Archiv für den Monat: November 2018

Unpolitisch?

Facebook (nein, jetzt hier gerade mal keine Diskussion über die Plattform wegen Datenschutz etc.) ist ja, mehr noch als andere Plattformen, ein Quell der Freude für politisch interessierte Menschen. (Ich wollte doch nie zynisch werden…aber es sind schwierige Zeiten.)

Aus Gründen bin ich dort in mehreren Gruppen für Menschen mit Behinderungen. Selbst dort tummeln sich seit einiger Zeit zunehmend Menschen mit Profilen, auf denen man diverse Verschwörungstheorien, AfD-Propaganda, Rassismus, Sexismus etc. finden kann. Wenn man denn mal hingucken möchte. Denn leider ist ein recht großer Anteil der dort aktiven Menschen gerne „unpolitisch“. Auch Admins löschen dann mitunter meine Hinweise auf solche Profile und verwarnen mich.
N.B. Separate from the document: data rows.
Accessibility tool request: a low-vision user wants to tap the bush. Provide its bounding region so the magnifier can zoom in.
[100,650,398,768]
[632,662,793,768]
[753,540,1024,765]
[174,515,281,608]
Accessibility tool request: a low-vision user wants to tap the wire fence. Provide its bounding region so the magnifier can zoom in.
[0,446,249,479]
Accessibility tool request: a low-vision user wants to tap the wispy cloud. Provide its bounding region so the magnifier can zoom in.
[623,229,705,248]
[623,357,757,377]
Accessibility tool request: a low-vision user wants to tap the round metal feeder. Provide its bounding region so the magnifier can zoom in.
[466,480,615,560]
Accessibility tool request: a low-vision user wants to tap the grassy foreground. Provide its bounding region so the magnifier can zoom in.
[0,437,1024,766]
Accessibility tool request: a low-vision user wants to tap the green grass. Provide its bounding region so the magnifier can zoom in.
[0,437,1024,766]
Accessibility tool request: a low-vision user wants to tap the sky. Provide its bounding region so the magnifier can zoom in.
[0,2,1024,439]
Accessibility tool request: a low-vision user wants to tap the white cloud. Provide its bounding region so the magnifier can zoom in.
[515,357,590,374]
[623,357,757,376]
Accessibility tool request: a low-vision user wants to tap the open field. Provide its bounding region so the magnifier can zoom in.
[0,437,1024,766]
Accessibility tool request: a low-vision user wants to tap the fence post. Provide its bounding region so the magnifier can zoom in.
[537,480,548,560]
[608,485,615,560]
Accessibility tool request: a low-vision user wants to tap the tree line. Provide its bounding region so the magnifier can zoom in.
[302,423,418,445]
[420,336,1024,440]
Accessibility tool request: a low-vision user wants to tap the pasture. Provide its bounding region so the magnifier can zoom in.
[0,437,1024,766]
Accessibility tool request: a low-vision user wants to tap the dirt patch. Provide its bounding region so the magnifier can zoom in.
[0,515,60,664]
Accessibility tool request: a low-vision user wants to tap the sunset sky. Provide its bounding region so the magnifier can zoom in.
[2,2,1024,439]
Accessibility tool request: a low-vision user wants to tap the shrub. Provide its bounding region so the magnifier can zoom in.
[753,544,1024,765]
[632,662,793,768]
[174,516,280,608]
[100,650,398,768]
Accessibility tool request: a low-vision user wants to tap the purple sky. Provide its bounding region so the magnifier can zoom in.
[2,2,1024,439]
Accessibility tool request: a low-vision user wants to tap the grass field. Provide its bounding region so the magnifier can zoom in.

Mich macht das wütend. In Zeiten eines offenen Rechtsrucks halte ich es für eine, gerade bei von Diskriminierung betroffenen Menschen, höchst problematische Einstellung, sich als „unpolitisch“ oder gar als offen bekennend rechts zu positionieren.

Vielleicht ist es die Hoffnung, irgendwie nicht getroffen zu werden, wenn man jetzt nur brav mitspielt beim Treten nach unten, falls eine Partei wie die AfD mal an die Macht kommt. Ich möchte euch diese Hoffnung nehmen. Denn sie ist gefährlich.

Illusion Nummer 1: Versuchen, sich rauszuhalten aus politischen Diskussionen.

Es gibt kein „unpolitisch“. Unpolitisch bedeutet, Opfer von Rassismus, Sexismus, Antisemitismus etc. unter den Bus zu werfen und Täter ungehindert agieren zu lassen sowie diese zu bestätigen.

Illusion Nummer 2: Wenn ich nur mit nach unten trete, werden die Nazis mich verschonen. Und sei es nur beim Verteilen von sozialen Leistungen.

Geht es hier um Konkurrenz um Gelder, bei denen man irgendwie hofft, mehr abzubekommen, wenn man gegen Menschen Stimmung macht, die noch weniger haben?

Die AfD hat recht deutlich gemacht, wie sie zu Menschen mit Behinderungen steht. Es gab zum Beispiel eine Anfrage im Bundestag diesbezüglich. Hier mal ein Artikel dazu: https://www.bento.de/politik/afd-anfrage-zu-behinderungen-sozialverbaende-protestieren-a-00000000-0003-0001-0000-000002300908

Des Weiteren gibt sich die AfD offen sozialdarwinistisch. Und wenn wir zu ähnlichen Parteien gucken in Nachbarländern, so kann man ohne große Recherche erkennen, dass die Rechte von Arbeitnehmer*innen (12-Stunden-Woche in Österreich), Wohnungslosen (Ungarn), Frauen und von Menschen mit Behinderungen immer auf dem Spiel stehen, wenn Rechte mehr Macht erlangen. Und da reden wir noch nicht von offen gewalttätigen Nazis, die auch direkt eine Gefahr für Leib und Leben darstellen.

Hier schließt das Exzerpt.